With Wire Dispatches
A prominent Egyptian novelist, known for his works on social change in post-World War II Egypt, yesterday won the Nobel Prize for Literature.
The foremost literary figure in Egypt in the late '40s and '50s, Naguib Mahfouz is the first Arab language writer to receive the Nobel Prize for literature in the 87-year history of the award. His works are known throughout the Middle East for their vivid descriptions and insights about turbulent social change in postwar Egypt, according to Harvard experts on Arabic literature.
"[Mahfouz's work] deals with the problem of the changing structure of society," said Muhsin S. Mahdi, Jewett professor of Arabic literature. "It is not just a reflection, but a perceptive analysis of what is going on, in some cases psychological, in some cases political and historical."
Mahfouz's writing is important to the study of post-war Egypt, Mahdi said, because his descriptions give students insights into the turmoil of Egypt in the 1940s and 1950s.
"Student love to read him because it gives them an insider's view on what was going on in Egypt at that time," Mahdi said.
Mahfouz's 1959 work "Children of Gebelawi"--singled out by the Nobel Prize committee for special praise--was banned in Egypt because religious authorities found analogies between characters in the book and prophets disrespecful, Mahdi said. The book was widely read in other Muslim countries.
Mahdi added that Mahfouz's most famous work is Trilogy, a novel completed in 1957, which describes the spiritual and economic transformation of Cairo during the second world war.
Professors also said that Mahfouz was recognized for his literary style. Mahfouz is "the father of the modern Arabic short story," said professor of modern Arabic Wilson B. Bishai.
"His style is simple but cannot be imitated.

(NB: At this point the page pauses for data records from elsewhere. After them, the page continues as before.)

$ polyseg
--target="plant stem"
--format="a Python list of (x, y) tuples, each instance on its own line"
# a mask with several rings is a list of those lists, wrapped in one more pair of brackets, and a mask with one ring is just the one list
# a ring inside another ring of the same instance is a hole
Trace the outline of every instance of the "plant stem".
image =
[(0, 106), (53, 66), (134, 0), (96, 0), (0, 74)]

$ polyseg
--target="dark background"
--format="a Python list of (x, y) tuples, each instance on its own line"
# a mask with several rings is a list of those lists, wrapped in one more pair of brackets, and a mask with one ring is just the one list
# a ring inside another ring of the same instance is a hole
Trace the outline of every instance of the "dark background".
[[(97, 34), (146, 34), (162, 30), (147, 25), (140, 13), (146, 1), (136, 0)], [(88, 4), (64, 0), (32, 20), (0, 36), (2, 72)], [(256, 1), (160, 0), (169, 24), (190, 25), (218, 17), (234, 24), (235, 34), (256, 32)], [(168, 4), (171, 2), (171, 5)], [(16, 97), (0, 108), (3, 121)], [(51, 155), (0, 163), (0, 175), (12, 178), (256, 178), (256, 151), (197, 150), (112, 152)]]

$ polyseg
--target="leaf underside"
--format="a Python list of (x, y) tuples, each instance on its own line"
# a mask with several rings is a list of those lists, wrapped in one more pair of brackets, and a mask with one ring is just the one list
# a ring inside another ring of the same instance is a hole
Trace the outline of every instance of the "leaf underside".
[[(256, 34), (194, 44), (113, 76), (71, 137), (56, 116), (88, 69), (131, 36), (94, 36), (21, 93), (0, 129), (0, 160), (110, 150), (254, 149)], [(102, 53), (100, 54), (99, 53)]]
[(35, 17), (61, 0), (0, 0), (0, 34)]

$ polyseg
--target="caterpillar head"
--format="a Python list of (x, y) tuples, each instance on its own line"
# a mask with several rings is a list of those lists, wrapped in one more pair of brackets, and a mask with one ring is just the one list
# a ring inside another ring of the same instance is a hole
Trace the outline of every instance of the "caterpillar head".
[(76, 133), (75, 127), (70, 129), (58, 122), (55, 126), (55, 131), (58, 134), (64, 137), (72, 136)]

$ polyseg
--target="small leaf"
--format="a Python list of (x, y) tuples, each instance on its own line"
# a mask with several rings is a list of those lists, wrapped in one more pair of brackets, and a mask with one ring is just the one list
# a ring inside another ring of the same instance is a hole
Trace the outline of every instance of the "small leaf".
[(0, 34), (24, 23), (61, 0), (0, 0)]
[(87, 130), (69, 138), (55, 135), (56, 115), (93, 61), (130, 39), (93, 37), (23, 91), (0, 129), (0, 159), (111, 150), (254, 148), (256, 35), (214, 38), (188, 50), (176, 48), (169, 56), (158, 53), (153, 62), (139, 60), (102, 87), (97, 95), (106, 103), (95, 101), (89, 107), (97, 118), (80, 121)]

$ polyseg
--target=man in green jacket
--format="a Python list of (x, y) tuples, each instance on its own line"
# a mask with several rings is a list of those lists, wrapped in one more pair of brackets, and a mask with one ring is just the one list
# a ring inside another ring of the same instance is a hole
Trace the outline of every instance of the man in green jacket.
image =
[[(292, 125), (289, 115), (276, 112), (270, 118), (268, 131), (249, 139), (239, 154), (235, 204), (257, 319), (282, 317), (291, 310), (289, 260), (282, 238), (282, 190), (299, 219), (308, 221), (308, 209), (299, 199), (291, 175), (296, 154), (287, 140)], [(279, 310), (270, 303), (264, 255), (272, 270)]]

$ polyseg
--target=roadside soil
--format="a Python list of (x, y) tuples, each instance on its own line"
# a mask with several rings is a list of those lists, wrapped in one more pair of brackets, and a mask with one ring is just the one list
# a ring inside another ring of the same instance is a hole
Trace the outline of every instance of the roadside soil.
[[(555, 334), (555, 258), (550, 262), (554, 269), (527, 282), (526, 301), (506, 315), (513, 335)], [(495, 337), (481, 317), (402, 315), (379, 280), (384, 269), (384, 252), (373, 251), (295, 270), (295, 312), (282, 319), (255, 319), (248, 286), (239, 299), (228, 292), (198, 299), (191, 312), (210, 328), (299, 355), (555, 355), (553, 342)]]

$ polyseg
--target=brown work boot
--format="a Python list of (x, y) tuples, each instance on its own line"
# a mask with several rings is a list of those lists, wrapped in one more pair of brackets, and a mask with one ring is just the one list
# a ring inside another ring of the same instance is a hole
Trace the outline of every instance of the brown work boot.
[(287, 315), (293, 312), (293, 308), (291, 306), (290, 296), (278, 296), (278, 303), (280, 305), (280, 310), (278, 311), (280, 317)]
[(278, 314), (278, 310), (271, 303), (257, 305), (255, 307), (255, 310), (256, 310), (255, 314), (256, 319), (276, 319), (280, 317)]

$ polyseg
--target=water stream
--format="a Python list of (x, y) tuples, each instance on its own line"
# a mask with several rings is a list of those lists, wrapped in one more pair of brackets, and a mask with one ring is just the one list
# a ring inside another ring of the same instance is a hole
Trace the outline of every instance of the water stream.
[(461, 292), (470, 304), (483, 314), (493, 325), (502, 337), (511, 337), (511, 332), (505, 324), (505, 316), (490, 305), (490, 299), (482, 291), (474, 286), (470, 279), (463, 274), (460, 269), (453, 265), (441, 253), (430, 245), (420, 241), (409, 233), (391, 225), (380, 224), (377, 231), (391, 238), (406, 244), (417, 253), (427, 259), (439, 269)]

It is easy to read, and flowing and very eloquent," said Bishai. "Once you get started you have to finish."
Mahfouz was one of the first literary figures to abandon the old classical style in Egyptian literature and write in a newly emerging style of combined romanticism and realism, Mahdi said, adding that Mahfouz was strongly influenced by the French novels of the 19th century. "He grew up reading Balzac," Mahdi said.
But Mahdi said that the prize is a belated one, adding "There is a whole new generation of novelists and play-writes who have taken over the literary scene. He was a great figure but the excitement of reading him was 20 years ago. He has done his deeds."
"It is even kind of late for Naguib Mahfouz to receive the prize now," Mahdi said.
Mahdi said some of Mahfouz's works, including Trilogy and Children of Gebelawi will probably become classics. "They are the best thing that happened in this period of Arabic literature," he said.
Mahdi said he thought the award would lend increased prestige to Arabic literature. Although 12 of Mahfouz's works have been translated into English, they were published by smaller publishing houses and consequently received less attention.
Mahfouz graduated from the University of Cairo. In the early 40's he joined the Egyptian Ministry of Culture where he worked until his retirement in 1971.